A non-transitory computer readable storage medium having instructions therein which, when executed by a processor of an electronic device, enable the electronic device to perform a method of speech decompression, the method comprising: acquiring compressed voice data; and carrying out frequency domain decompression and/or time domain decompression on the compressed voice data according to the decoding neural network to obtain decompressed voice data.

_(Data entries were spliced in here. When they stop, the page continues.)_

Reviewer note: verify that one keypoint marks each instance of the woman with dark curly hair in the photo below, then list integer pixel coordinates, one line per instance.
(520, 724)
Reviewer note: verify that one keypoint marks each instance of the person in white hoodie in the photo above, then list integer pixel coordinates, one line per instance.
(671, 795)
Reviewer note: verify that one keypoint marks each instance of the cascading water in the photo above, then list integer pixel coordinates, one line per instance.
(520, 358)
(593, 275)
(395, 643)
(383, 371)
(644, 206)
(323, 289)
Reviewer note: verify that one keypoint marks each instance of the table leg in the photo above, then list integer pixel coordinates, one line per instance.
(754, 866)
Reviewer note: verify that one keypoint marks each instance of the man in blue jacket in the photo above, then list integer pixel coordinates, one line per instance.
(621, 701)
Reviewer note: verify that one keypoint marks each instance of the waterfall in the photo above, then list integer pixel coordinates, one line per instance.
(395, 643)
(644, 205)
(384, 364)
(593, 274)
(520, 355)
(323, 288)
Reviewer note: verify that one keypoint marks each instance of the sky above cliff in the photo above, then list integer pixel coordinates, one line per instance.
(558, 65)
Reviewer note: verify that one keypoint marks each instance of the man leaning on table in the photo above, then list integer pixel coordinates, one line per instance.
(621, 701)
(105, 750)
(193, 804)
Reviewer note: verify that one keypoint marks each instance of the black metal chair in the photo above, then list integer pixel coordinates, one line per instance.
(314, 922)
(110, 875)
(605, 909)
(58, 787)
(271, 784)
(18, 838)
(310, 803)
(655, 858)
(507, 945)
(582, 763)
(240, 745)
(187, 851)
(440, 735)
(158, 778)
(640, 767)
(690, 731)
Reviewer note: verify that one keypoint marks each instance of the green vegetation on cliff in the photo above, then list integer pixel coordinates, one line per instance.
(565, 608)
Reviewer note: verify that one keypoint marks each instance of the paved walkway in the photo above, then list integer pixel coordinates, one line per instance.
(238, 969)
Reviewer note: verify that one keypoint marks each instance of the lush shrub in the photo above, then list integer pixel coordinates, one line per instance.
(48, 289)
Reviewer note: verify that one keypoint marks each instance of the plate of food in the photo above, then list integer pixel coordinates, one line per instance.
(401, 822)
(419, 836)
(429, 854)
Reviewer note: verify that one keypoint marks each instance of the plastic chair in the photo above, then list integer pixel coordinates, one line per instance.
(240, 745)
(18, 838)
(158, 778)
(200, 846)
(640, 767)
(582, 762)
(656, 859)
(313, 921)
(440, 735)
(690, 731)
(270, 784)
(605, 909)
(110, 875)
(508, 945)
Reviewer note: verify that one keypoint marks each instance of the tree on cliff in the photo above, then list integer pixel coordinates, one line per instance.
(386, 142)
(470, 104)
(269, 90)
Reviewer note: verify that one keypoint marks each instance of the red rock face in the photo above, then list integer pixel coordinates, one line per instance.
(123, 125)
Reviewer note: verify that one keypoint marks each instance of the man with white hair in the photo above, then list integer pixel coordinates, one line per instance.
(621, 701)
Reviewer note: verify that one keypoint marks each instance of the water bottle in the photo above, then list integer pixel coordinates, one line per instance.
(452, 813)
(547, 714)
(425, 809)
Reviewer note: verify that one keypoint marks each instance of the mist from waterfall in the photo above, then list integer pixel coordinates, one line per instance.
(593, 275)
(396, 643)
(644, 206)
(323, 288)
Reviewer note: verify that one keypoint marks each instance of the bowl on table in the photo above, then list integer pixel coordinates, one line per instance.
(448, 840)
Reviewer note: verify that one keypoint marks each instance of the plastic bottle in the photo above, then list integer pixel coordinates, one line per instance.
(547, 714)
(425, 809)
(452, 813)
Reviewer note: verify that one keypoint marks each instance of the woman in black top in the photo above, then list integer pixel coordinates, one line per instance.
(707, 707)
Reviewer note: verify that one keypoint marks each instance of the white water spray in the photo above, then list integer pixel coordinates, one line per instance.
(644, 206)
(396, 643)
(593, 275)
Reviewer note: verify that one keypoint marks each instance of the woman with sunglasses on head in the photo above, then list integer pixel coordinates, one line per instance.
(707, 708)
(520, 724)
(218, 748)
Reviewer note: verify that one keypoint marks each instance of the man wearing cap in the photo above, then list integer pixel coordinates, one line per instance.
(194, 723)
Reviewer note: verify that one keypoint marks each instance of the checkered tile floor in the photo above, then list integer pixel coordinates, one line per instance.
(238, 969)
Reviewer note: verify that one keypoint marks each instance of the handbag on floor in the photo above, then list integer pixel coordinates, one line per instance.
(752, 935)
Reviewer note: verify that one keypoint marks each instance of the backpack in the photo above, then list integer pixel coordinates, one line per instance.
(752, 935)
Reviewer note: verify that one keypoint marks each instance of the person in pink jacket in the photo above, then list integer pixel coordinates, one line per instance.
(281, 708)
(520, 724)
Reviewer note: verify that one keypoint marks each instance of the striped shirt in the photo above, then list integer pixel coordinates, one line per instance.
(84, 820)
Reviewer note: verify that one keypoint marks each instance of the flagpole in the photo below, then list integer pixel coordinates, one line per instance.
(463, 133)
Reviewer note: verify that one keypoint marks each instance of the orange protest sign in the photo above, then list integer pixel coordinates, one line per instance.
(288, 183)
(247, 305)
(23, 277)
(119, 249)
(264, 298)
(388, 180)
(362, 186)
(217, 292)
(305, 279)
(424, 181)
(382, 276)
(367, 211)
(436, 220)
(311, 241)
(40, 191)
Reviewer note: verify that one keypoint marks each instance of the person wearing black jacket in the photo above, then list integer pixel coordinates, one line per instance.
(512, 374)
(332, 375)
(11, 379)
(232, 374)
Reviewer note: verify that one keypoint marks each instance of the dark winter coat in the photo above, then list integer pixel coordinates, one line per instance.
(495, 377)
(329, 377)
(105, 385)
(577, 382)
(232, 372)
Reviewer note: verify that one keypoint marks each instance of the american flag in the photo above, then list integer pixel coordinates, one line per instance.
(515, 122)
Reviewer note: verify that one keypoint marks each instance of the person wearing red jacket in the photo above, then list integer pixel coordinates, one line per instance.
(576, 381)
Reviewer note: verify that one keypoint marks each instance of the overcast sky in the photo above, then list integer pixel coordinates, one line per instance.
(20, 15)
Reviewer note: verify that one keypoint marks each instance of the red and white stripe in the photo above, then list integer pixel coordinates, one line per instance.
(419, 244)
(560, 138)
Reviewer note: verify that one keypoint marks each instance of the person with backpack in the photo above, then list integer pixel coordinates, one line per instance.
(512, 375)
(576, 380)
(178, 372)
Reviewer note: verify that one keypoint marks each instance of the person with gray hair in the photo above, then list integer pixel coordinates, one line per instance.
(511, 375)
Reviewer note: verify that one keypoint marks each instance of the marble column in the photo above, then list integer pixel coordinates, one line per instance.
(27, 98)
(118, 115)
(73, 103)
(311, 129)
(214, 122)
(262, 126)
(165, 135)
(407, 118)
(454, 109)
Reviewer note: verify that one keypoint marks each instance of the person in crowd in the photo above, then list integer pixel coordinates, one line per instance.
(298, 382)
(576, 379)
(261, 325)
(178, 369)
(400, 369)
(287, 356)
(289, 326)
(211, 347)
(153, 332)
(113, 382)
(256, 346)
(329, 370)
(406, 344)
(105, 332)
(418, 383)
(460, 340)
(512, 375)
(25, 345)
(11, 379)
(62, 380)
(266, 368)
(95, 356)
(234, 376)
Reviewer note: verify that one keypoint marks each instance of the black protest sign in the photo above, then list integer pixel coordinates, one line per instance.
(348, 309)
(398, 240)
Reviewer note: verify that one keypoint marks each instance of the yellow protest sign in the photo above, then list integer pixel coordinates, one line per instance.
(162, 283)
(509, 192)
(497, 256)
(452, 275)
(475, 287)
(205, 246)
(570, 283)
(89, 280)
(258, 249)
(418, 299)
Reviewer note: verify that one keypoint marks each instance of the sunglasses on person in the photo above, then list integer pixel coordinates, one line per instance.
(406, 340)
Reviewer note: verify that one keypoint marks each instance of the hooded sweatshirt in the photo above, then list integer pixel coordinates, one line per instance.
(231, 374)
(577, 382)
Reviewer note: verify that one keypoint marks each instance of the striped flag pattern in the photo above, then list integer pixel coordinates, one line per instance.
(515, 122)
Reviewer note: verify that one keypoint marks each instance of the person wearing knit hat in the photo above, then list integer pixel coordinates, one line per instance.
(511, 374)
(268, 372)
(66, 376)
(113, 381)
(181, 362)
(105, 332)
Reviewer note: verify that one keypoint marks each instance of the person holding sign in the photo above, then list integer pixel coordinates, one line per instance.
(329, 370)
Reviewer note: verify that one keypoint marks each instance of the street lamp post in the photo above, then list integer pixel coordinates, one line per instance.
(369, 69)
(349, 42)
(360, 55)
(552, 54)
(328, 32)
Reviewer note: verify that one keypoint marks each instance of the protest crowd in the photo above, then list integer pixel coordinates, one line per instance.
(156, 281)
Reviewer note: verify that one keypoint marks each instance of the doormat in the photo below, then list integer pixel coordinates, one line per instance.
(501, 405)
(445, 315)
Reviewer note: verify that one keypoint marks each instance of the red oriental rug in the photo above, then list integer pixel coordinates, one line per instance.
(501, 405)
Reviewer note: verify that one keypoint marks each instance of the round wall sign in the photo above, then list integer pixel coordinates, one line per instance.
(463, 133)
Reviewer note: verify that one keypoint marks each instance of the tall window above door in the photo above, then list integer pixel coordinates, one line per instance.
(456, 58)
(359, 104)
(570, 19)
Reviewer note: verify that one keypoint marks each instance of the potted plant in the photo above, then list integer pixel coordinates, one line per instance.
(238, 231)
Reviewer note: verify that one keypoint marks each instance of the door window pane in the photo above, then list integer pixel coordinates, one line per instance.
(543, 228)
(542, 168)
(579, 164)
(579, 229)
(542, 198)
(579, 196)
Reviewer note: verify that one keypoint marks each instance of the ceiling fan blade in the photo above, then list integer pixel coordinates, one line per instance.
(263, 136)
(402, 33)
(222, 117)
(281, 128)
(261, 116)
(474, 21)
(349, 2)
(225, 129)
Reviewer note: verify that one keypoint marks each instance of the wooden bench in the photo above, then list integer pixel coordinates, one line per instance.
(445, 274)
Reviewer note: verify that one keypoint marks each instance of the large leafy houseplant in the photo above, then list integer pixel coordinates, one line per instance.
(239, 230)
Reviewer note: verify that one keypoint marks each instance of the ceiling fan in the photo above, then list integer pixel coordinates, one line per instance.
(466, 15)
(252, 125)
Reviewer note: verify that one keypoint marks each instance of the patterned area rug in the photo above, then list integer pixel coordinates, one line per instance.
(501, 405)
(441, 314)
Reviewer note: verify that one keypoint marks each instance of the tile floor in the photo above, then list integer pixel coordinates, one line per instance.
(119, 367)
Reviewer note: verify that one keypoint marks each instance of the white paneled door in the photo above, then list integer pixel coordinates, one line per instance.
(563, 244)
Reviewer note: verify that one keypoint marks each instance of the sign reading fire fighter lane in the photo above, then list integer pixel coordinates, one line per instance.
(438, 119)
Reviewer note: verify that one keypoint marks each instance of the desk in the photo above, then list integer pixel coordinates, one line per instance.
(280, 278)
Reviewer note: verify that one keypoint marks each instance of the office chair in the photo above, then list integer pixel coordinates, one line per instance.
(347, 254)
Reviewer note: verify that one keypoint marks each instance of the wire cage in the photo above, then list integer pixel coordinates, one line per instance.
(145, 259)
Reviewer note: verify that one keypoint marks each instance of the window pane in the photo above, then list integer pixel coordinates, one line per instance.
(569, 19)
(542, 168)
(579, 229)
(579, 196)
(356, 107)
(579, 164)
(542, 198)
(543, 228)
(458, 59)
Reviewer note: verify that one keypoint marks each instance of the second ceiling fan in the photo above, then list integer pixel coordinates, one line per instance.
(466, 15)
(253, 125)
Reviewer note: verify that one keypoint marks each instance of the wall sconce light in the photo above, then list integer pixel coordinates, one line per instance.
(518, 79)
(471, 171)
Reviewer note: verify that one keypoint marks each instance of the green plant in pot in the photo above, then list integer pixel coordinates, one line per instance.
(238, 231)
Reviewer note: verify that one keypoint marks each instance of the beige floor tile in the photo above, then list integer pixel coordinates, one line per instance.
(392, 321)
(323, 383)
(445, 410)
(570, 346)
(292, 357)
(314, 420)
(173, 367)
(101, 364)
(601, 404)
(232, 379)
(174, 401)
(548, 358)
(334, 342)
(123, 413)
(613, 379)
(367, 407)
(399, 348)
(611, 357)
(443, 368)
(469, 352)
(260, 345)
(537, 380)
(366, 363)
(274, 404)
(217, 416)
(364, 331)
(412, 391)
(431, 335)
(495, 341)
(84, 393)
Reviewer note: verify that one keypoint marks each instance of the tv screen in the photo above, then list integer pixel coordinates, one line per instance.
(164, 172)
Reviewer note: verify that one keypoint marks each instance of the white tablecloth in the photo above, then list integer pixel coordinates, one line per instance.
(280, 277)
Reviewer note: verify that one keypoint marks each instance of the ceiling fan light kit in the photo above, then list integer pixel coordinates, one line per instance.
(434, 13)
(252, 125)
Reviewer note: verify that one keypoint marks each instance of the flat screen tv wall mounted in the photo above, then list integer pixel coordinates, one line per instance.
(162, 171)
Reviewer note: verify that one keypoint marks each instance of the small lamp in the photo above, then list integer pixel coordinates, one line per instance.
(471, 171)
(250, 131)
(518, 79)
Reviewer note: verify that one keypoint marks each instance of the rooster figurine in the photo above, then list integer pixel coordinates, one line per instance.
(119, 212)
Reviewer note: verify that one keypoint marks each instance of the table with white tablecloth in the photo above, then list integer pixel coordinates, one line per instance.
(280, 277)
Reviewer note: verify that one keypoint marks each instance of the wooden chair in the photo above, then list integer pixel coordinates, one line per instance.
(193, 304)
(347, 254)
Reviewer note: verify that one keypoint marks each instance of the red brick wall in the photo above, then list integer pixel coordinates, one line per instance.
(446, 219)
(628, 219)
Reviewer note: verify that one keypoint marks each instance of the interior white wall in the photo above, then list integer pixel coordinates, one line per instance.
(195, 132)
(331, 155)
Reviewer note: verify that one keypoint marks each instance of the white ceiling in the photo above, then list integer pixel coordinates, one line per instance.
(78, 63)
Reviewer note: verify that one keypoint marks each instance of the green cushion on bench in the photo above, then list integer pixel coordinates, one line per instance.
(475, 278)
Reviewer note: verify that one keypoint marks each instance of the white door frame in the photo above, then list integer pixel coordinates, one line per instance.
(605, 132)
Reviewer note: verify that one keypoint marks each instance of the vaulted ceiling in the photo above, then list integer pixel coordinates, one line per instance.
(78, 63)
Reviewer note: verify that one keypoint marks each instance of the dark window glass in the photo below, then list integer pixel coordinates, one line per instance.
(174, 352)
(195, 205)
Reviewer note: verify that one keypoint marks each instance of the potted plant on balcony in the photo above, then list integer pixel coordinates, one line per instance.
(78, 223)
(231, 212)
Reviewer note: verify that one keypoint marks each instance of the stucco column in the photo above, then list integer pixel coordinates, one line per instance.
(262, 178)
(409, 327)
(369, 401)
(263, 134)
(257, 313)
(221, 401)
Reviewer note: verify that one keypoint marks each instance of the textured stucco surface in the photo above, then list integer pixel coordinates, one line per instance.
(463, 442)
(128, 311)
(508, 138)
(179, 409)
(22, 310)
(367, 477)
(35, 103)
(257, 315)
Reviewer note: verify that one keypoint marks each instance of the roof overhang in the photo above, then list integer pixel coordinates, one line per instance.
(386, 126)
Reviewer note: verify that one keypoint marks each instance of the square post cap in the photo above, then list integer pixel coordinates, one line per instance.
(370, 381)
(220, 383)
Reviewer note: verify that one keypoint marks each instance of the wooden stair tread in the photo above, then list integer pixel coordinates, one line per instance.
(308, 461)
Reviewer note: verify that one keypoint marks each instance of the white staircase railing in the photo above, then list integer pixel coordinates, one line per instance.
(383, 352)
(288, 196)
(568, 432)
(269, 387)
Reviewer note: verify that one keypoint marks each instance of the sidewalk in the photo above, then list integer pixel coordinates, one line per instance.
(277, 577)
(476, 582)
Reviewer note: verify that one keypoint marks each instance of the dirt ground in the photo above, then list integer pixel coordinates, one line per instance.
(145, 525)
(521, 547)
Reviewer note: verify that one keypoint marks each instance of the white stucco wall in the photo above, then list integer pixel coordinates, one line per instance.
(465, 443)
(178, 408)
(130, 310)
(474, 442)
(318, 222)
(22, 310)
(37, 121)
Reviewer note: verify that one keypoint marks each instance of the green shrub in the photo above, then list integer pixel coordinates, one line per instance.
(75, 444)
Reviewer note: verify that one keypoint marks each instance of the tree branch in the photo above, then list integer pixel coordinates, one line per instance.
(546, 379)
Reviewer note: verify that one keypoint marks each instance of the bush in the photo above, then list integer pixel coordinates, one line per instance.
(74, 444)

Fig. 11 is a schematic structural diagram of an electronic device 1100 for speech compression and decompression according to another exemplary embodiment of the present invention. The electronic device 1100 may be a server, which may vary widely due to configuration or performance, and may include one or more Central Processing Units (CPUs) 1122 (e.g., one or more processors) and memory 1132, one or more storage media 1130 (e.g., one or more mass storage devices) storing applications 1142 or data 1144. Memory 1132 and storage media 1130 may be, among other things, transient storage or persistent storage. The program stored on the storage medium 1130 may include one or more modules (not shown), each of which may include a series of instruction operations for the server. Still further, the central processor 1122 may be provided in communication with the storage medium 1130 to execute a series of instruction operations in the storage medium 1130 on the server.

The server may also include one or more power supplies 1126, one or more wired or wireless network interfaces 1150, one or more input-output interfaces 1158, one or more keyboards 1156, and/or one or more operating systems 1141, such as Windows Server, Mac OS XTM, UnixTM, LinuxTM, FreeBSDTM, etc.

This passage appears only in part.